Philippe Pétain, dans son bureau de vice-président du Conseil en mai 1940 © Wikimedia Commons.

La Police nationale a-t-elle été créée par Philippe Pétain ?

Dernière édition le 27 novembre 2020 à 22:47 - Relecture par Nelly Pailleux , correction par Sarah Djerioui , coordonné par Geoffrey Gavalda

C'est à nuancer

En bref

Un montage partagé sur Facebook par le syndicat InfoCom-CGT soutient que le maréchal Pétain est à l'origine de la création de la Police nationale le 23 avril 1941. Cette affirmation est à nuancer.

«La Police nationale ? C’est Pétain qui l’a créée...» affirme le syndicat InfoCom CGT dans un post publié sur sa page Facebook et partagé près de 300 fois. Pour appuyer son propos, le billet reproduit un extrait du Journal officiel de l’État français présentant la loi du 23 avril 1941, par laquelle le régime de Vichy établit une Police nationale.

Est-ce suffisant pour attribuer la paternité de la Police nationale au maréchal Pétain comme le soutient InfoCom-CGT ?

Jean-Marc Berlière, historien spécialiste de la police française interrogé par Journalistes Solidaires, nous aide à mettre en perspective la naissance de la Police nationale.

Selon lui, d’un point de vue juridique «il est réducteur de situer la création d’une Police nationale à la seule époque du régime de Vichy». La Police nationale, dans son organisation actuelle, s’est construite en deux temps. C’est effectivement d’abord sous Vichy, par la loi du 23 avril 1941, qu’une Police nationale est instituée. Mais la loi Frey du 9 juillet 1966, qui rattache la préfecture de police de Paris à la Police nationale constitue aussi une étape fondatrice.

La loi Frey de 1966 parachève ainsi un long processus d'étatisation des polices municipales, au cours duquel il est question notamment d'une prise en charge budgétaire de la fonction de police directement par le pouvoir central.
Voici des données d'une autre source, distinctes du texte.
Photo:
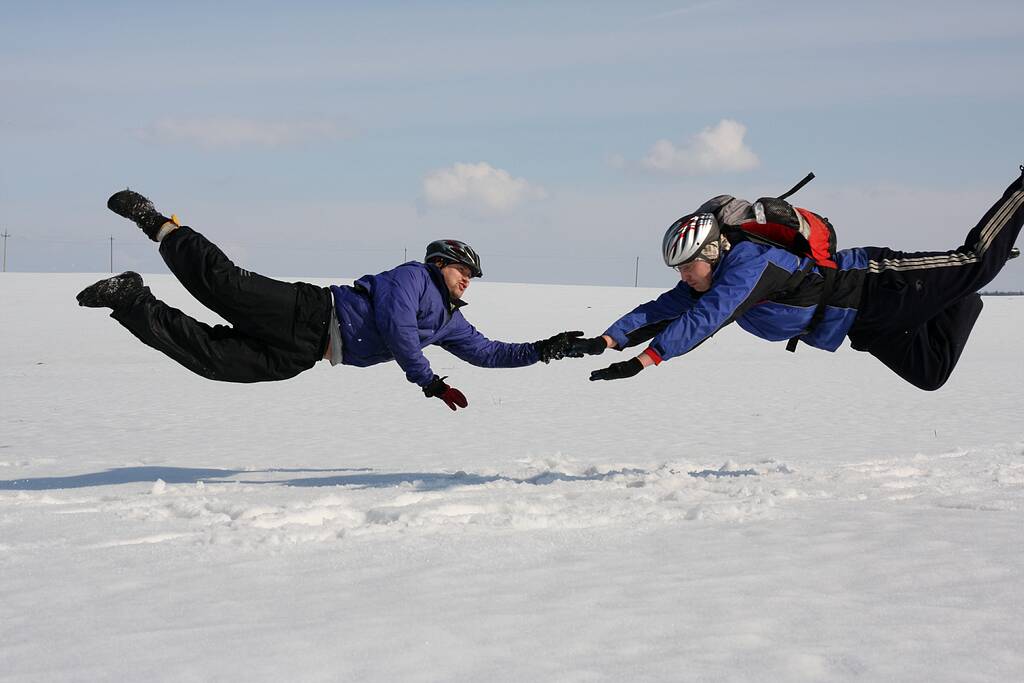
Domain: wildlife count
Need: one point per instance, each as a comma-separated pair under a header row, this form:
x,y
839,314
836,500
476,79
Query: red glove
x,y
452,396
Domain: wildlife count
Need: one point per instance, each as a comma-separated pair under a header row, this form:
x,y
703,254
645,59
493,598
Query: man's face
x,y
457,279
696,274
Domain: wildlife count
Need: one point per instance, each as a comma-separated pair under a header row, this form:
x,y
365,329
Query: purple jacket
x,y
394,314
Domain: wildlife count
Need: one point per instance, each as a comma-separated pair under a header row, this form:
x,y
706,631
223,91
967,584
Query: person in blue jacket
x,y
912,310
279,330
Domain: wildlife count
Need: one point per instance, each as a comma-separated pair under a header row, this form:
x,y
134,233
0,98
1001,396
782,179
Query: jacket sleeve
x,y
465,342
649,318
396,302
741,281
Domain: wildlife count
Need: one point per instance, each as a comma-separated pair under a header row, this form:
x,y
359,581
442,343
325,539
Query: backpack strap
x,y
819,311
807,178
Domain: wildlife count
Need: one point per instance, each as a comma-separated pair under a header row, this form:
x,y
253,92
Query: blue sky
x,y
560,139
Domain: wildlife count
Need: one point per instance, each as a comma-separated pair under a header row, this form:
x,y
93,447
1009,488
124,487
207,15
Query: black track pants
x,y
278,329
918,308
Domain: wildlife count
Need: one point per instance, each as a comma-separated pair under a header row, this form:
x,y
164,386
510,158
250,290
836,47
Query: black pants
x,y
278,329
918,308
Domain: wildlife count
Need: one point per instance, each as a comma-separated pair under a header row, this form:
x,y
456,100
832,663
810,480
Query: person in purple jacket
x,y
911,310
279,330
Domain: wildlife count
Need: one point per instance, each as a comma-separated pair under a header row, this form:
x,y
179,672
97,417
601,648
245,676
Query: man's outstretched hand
x,y
452,396
589,346
617,371
558,347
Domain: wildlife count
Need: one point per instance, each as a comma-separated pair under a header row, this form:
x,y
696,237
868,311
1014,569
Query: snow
x,y
740,513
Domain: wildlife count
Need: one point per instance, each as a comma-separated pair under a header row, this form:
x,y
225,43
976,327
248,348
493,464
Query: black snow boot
x,y
113,292
136,208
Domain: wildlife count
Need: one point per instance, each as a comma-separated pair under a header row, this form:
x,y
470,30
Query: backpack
x,y
774,221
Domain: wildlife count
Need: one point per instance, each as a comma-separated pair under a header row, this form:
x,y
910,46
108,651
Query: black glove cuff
x,y
436,387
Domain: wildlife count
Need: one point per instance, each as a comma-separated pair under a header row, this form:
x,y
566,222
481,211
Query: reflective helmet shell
x,y
685,238
457,252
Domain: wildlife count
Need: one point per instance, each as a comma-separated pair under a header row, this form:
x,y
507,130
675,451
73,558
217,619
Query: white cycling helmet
x,y
687,237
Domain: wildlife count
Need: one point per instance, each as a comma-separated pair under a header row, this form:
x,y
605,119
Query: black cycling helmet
x,y
455,252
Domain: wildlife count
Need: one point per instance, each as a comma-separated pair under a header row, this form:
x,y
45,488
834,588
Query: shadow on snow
x,y
354,477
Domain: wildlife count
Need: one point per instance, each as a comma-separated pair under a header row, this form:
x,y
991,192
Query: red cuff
x,y
652,354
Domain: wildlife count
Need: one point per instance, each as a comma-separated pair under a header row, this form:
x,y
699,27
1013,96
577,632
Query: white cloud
x,y
717,148
478,186
227,132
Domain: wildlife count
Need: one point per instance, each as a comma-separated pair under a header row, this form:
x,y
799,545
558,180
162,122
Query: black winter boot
x,y
113,292
136,208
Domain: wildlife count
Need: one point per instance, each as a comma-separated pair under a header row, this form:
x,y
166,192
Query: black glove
x,y
452,396
557,347
617,371
590,346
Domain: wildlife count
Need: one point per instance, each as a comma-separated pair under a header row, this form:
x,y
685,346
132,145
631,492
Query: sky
x,y
560,139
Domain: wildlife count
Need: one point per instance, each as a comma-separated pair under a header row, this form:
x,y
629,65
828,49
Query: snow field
x,y
737,514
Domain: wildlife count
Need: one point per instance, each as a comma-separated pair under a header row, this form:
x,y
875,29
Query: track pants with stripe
x,y
918,308
278,329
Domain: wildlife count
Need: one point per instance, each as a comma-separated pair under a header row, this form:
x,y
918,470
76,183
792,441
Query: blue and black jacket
x,y
768,291
394,314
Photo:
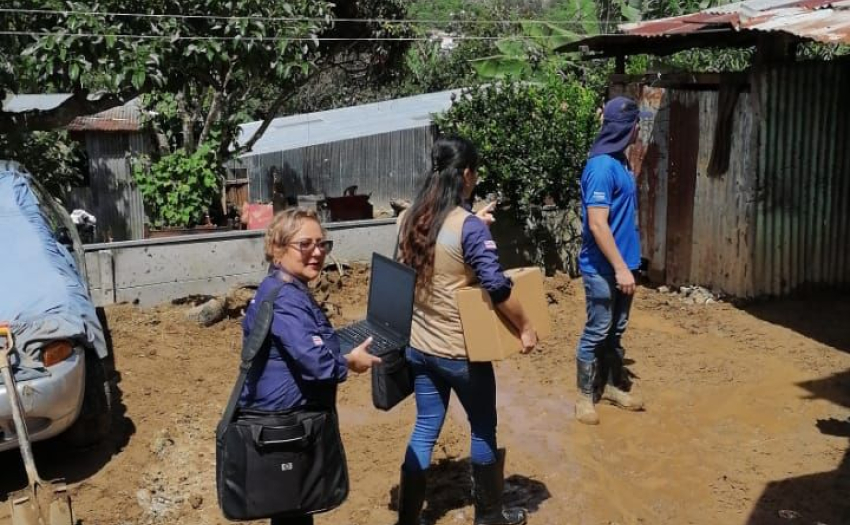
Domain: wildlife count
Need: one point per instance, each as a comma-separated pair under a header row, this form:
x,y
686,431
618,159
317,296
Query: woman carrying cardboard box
x,y
451,248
L'idée d'une étatisation des polices remonte, elle, au XIXe siècle.

L’étatisation des polices sous la Troisième République

Historiquement en France, explique Jean-Marc Berlière «la police est municipale, le maire en est le chef, et les policiers, des employés de la ville». Une organisation qui, au XIXe siècle et depuis Napoléon, ne posait pas de problème car pendant le premier Empire «les maires étaient désignés par l’exécutif, [...] il n’y avait pas de risque pour le pouvoir central» à déléguer la fonction de police aux maires puisqu’ils pouvaient être_ «nommés, révoqués et contrôlés»_ par celui-ci.
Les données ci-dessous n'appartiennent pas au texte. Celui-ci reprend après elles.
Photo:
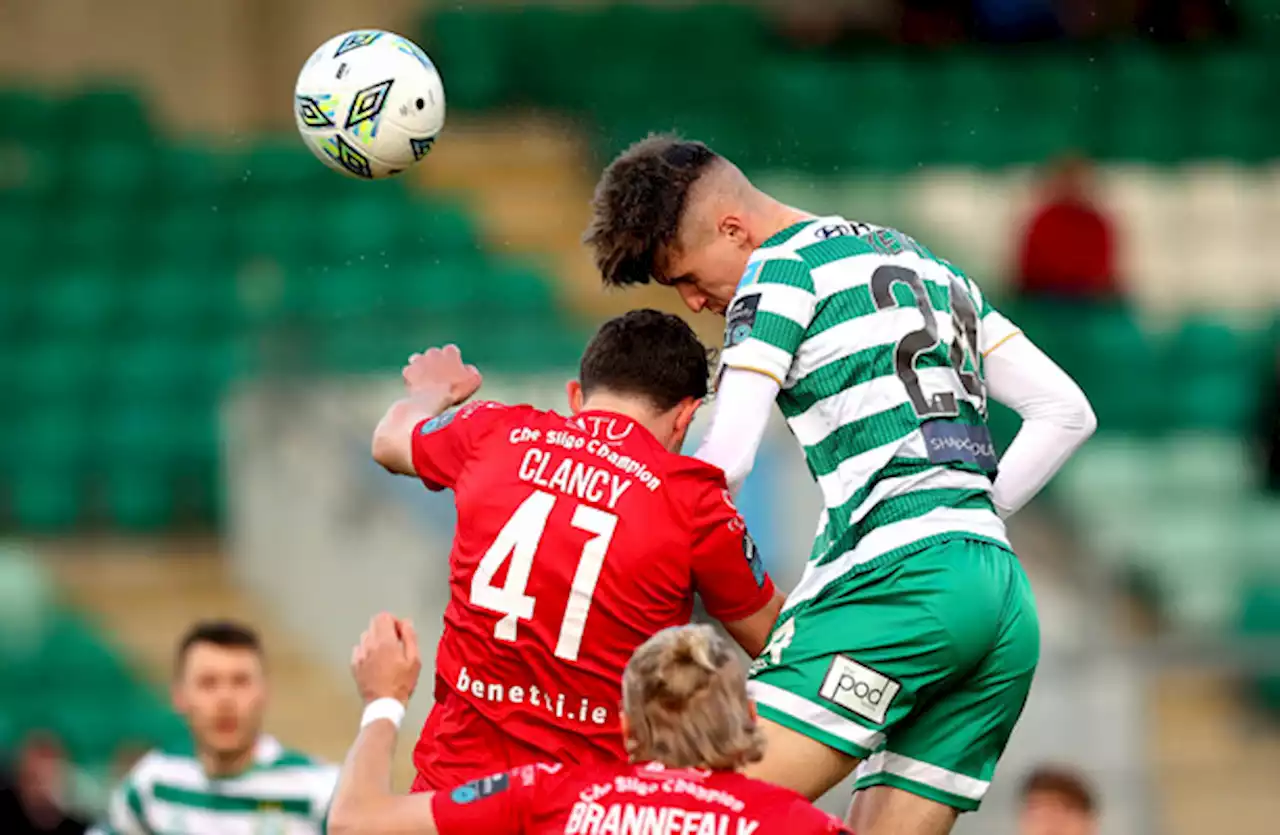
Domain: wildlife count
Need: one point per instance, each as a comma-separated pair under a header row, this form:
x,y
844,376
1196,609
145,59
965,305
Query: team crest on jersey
x,y
740,319
480,789
439,421
753,559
Tout change sous la IIIe République avec la loi Goblet de 1882 qui prévoit la désignation des maires au suffrage universel (masculin, ndlr) Dès lors _«les maires échappent au pouvoir central. Ils deviennent des vrais chefs de police indépendants», _explique l'historien. Il se produit alors «une "poussiérisation" des polices avec la création de centaines de polices municipales pour toutes les villes de plus de 5 000 habitants». Et cela au détriment de la qualité des effectifs car _«comme les municipalités n’ont pas envie de dépenser trop d’argent [...] les policiers ne suivent pas de formation, sont mal payés et peu nombreux.» _ 

Pour améliorer leur efficacité, l’idée d’une nationalisation des polices – sur le modèle de ce qui a été fait à Lyon en 1851 – progresse alors tout au long de la IIIe République. Marseille, Nice, Toulon voient leur police municipale étatisées. En 1935, c’est au tour des villes d’Alsace-Lorraine, de Seine-et-Marne, de Seine-et-Oise et d’Algérie.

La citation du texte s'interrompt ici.